06/02/2024

2020 kaufte die Stadt Linz das Archiv von Günter Zamp Kelp an und somit übernahm das Lentos Kunstmuseum wichtige Werke der Gruppe Haus-Rucker-Co (1967 - 1992) in seinen Bestand. Noch bis 25.2. präsentiert die Ausstellung „Atemzonen, unterteilt in die Themenbereiche „Klimakontrolle“, „Progressives Wohnen“, „Stadtnatur“, „Kosmos Vanilla“, „Geschichten vom Raum“ und „Orte der Kommunikation“ Werke daraus. Architektonisch gestaltet wurde die Ausstellung von Günter Zamp Kelp. 

06/02/2024

Haus-Rucker-Co, Ballon für 2, 1967
Lentos Kunstmuseum Linz

Ausstellungsansicht Haus-Rucker-Co, 2023
Lentos Kunstmuseum Linz

Themen die Haus-Rucker-Co beschäftigten und die von den 6 Kapiteln der Ausstellung „Atemzonen“ reflektiert werden, waren alternative Möglichkeiten der Nutzung des Stadtraums, das Leben darin, experimentelle Wohnkonzepte, soziale Interaktion die von neuen Raumkonzepten gefördert werden kann, „erlebter Raum“. Nicht zuletzt waren aber auch Klima und Umwelt, und die Beschäftigung mit Zukunftsszenarios vordergründig in ihrer Arbeit.

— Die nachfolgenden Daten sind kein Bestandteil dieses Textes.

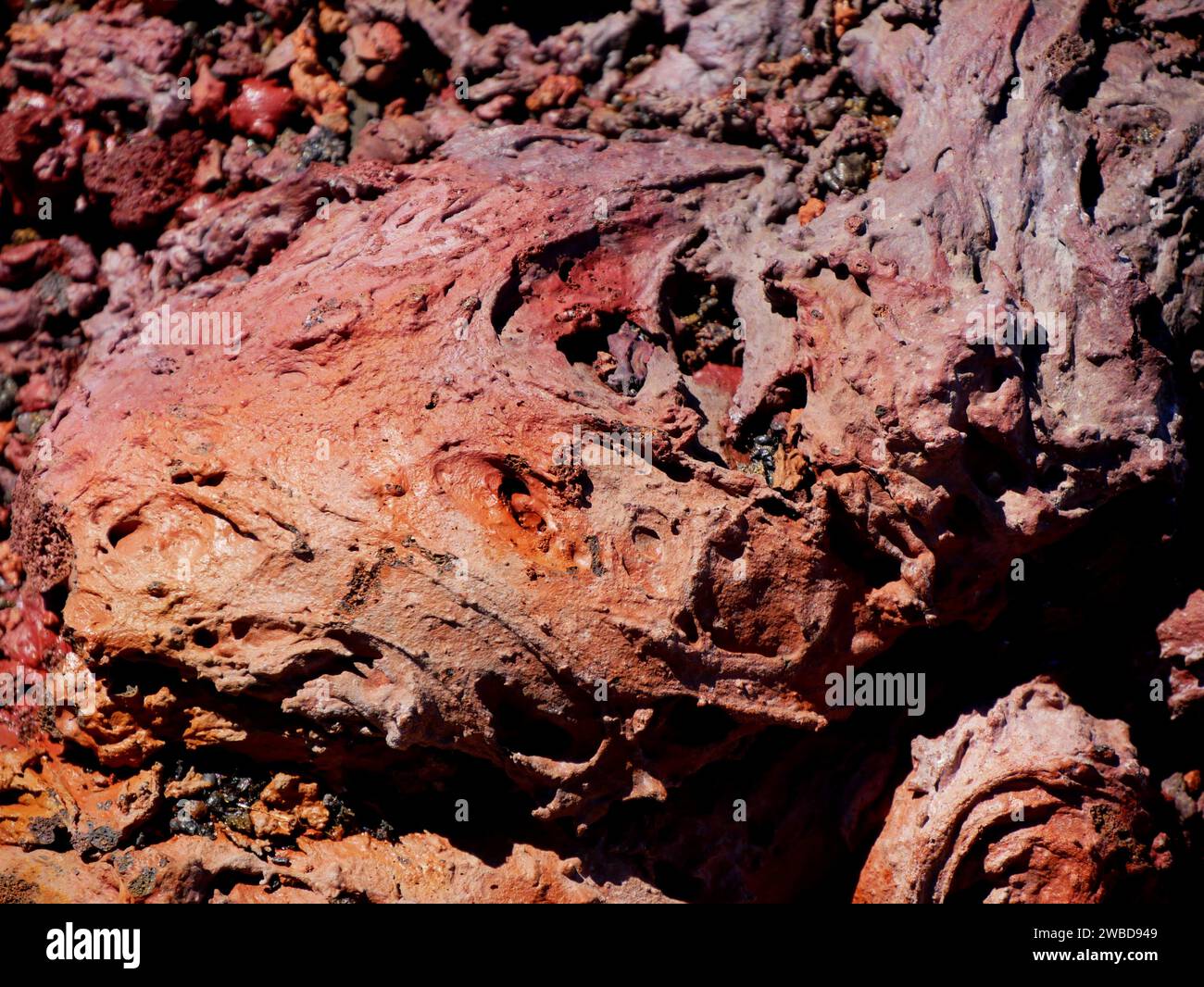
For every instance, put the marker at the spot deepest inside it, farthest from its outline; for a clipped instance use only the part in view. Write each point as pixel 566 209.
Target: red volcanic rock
pixel 261 107
pixel 1034 802
pixel 1181 644
pixel 420 868
pixel 144 179
pixel 552 472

Die Gruppe suchte nach Möglichkeiten, Stadt als einen offenen, verbindenden, experimentellen Raum für soziale Interaktionen zu formen. Die Vorstellung von einer Stadt in der Poetisches Platz hat, Möglichkeiten der Nutzung des Stadtraums hatten Vorrang vor Funktionalität.

Wie auch andere Architekten zu dieser Zeit, arbeitete die Gruppe am Schnittpunkt zwischen Architektur und Bildender Kunst und beschäftigte sich mit Raumexperimenten. Das „verrücken räumlicher Ordnungen“ das im Namen der Gruppe enthalten ist, zielt auf ein Befreien von Bauwerken von der Gebundenheit an Funktion und Zweck ab, um poetische Ausdrücke des Zusammenlebens zu ermöglichen. „Pneumacosm“ war als eine Wohnzelle konzipiert, die man als transportabler Wohnraum an unterschiedliche Stellen in der vorhandenen Struktur der Stadt anschließen kann. Mit „Ballon für 2“ loteten sie 1968 die Wirkung einer solchen Architektur im Stadtraum und auf die Passant:innen aus.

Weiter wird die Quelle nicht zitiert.